Se peut-il que Sonko ignore à ce point que le dialogue est consubstantiel à la démocratie ? Que la démocratie ce

n’est pas exclusivement la confrontation, la compétition (envers de la médaille) mais également le dialogue, la

concertation (endroit de la médaille) ; que le Président élu de par la volonté du peuple devient de facto le président

de tous les sénégalais, ceux qui ont voté pour lui comme ceux qui ont voté contre lui ; que la démocratie telle

qu’elle fonctionne avec ses règles que Sonko a acceptées pour se porter candidat à la dernière présidentielle est le

patrimoine de tous.

Il n’y a pas dans ce système, cet espace démocratique, majorité d’une part et opposition d’autre part séparée par

une muraille, les bons d’un côté, les mauvais de l’autre, les patriotes d’un côté, les traitres de l’autre. Tous

sénégalais, mais divers, différents et divergents parfois, nous avons le droit et le devoir citoyens de défendre la

démocratie qui organise notre vivre ensemble. Et le patriotisme, l’éthique de responsabilité exige l’assumation de

sa part de construction continue progressive de la perfectible « Dame-démocratie ».
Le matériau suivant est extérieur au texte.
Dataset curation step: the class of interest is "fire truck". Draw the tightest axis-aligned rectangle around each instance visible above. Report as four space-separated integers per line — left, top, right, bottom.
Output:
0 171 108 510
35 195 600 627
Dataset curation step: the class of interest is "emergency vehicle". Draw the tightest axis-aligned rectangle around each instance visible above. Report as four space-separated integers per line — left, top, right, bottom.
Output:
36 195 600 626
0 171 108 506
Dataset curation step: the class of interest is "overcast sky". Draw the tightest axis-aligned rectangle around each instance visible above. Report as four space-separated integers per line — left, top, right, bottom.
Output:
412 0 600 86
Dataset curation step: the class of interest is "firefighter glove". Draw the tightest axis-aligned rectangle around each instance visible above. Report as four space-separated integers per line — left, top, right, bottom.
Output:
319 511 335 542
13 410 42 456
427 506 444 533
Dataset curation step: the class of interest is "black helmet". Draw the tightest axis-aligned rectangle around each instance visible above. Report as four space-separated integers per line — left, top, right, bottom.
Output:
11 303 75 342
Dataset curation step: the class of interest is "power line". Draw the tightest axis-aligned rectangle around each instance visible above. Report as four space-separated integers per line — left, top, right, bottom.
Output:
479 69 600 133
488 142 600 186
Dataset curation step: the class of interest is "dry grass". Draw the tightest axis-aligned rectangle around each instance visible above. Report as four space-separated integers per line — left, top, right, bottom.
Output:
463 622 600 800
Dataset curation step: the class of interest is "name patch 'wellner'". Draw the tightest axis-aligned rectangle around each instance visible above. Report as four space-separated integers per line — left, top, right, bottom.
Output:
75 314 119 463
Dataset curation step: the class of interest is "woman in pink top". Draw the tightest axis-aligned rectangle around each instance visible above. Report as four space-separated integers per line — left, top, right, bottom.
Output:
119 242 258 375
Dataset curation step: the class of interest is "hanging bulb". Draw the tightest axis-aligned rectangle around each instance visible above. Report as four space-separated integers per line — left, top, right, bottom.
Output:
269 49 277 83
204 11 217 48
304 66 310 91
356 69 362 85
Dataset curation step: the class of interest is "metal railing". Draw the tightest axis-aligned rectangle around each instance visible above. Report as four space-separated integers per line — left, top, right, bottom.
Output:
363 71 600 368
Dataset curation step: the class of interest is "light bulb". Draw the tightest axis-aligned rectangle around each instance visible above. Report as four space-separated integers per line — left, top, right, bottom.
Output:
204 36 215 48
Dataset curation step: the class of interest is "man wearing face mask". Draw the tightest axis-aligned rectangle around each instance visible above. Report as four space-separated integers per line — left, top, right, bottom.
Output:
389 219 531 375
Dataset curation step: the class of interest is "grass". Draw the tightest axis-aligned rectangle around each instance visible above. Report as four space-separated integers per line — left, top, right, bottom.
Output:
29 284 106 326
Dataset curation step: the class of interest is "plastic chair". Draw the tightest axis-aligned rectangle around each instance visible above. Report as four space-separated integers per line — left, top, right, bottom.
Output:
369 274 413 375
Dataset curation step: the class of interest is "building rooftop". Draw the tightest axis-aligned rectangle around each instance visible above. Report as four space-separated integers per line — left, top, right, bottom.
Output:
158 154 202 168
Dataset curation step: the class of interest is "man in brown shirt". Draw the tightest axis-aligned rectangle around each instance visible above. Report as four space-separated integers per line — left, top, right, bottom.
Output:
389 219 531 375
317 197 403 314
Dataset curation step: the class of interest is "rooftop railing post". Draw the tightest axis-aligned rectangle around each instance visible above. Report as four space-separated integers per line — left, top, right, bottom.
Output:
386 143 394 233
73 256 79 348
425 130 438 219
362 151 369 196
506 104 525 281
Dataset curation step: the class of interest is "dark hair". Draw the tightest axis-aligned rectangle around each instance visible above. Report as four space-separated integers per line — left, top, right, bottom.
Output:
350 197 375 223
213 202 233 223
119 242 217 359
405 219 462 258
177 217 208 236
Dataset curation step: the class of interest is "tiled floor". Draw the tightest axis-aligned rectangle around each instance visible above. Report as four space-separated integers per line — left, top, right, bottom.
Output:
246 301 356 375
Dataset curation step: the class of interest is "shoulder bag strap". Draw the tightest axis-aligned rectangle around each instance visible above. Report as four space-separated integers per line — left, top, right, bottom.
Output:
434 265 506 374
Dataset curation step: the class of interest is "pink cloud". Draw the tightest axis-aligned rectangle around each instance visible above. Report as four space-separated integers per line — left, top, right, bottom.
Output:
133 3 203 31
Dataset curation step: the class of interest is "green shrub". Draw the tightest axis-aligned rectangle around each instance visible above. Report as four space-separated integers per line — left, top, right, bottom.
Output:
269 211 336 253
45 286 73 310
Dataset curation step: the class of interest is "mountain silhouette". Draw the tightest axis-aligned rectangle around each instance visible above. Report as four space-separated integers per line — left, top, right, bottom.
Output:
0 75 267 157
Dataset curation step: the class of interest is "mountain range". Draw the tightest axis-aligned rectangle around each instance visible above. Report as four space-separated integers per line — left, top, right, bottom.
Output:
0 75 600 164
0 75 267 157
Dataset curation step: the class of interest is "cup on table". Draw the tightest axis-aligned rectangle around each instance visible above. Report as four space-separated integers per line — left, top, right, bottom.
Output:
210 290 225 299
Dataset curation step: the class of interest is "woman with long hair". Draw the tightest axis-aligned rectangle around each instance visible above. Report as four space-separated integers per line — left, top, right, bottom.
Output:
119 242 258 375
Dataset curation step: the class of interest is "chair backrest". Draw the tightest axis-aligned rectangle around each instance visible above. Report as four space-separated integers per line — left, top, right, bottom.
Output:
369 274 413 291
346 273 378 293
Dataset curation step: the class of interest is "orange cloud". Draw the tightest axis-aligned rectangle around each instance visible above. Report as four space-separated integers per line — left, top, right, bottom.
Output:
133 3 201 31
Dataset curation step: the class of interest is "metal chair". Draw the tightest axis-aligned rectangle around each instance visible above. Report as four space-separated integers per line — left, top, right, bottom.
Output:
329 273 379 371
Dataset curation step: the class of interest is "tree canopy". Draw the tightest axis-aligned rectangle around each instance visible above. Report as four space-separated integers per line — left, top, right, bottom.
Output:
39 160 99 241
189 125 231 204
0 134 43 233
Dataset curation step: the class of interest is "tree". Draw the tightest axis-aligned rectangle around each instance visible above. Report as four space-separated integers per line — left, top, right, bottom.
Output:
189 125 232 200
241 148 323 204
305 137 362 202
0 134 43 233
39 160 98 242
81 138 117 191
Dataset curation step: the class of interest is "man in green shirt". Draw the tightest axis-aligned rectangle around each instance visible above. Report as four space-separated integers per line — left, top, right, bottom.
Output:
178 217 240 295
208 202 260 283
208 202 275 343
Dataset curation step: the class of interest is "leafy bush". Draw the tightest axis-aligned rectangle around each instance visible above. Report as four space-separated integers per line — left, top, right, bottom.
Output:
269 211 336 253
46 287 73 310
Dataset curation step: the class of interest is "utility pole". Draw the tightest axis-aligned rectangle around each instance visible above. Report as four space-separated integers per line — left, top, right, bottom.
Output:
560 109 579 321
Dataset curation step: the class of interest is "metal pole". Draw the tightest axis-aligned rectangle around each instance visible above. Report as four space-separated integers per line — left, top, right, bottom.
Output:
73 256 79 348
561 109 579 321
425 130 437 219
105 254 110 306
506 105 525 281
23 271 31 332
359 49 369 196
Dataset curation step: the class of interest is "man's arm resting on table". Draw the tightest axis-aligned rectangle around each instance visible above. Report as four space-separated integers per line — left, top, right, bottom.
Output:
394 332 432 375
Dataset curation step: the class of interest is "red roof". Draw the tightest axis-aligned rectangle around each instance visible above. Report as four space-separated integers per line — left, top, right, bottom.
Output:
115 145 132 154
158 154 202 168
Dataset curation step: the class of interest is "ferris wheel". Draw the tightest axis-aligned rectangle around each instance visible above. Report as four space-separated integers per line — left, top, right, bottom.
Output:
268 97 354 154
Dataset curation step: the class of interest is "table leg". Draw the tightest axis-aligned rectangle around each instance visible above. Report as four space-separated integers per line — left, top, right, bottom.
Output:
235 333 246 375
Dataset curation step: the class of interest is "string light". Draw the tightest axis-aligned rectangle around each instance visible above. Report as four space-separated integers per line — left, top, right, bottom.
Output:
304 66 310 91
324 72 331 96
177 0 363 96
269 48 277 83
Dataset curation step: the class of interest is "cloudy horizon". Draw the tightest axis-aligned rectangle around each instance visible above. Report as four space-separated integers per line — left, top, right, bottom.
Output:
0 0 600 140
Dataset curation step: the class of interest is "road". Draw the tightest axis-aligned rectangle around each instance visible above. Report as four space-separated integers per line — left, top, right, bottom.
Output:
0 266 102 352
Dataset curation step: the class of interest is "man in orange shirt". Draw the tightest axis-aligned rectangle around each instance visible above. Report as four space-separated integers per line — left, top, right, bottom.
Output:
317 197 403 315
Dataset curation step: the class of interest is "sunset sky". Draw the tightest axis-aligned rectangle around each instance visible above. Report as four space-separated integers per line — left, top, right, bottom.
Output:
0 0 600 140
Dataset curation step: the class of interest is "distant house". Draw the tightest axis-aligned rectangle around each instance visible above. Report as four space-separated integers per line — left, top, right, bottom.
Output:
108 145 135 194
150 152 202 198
Il est d’une incohérence paralysante, frisant l’absurde, que de participer au jeu démocratique, en en assumant les

règles et de refuser de participer aux concertations permettant la construction et l’amélioration continue de celles-

ci. A moins de comprendre qu’on a raison sur tout le monde et cette raison ne se discute pas ! Dès lors on « entre en

religion » et on tombe dans l’intégrisme !

Faut-il pardonner à Sonko ce qui apparaît comme un manque de conscience de ce qu’est l’autorité, de ce qu’est

une institution, de ce qu’est un système démocratique, fruit de luttes séculaires ?

Faut-il pardonner à Sonko le déficit du sens des responsabilités, de la citoyenneté qui exige le respect de l’autre,

même de ses alliés de l’opposition, des ainés, des parents, etc. ?

Faut-il pardonner à Sonko son ignorance des valeurs culturelles du dialogue, du « Péncoo » ?

Faut-il pardonner à Sonko son offense à la nation en ce mois de tous les pardons, Ramadan ?

2- « Quelle catastrophe nationale justifie que l’on ameute la nation ? »

Est-il possible de penser un seul instant que Sonko ignore qu’une nation responsable, conduite par des patriotes

responsables ne peut pas attendre que la catastrophe survienne pour « s’ameuter » ?

N’est-ce pas négligence que d’attendre que la case brûle pour aller chercher de l’eau pour éteindre l’incendie ? Pour

un patriote prétendant gérer l’Etat et protéger la nation, c’est inadmissible !

Or, certains indicateurs permettraient à un homme averti, un politique conscient de sa mission pour l’intérêt du

collectif de comprendre que le Sénégal est en danger. Pire, le danger est dans le Sénégal. Il est là parce que révélé

par le procès de l’imam Ndao qui nous a appris, alors que les populations dormaient du sommeil du juste, que des

cellules dormantes du terrorisme se formaient et fomentaient des plans d’attaque jihadistes, dans la clandestinité.

Le danger nous entoure de cette ceinture de feu qui appelle quotidiennement notre vigilance sur elle, dans notre

proche voisinage. Il est là au Burkina Faso, en Côte d’Ivoire, au Niger, il est ici au Mali, se présentant sous des

formes effroyables, d’attentats, de meurtres, d’horribles explosions humaines.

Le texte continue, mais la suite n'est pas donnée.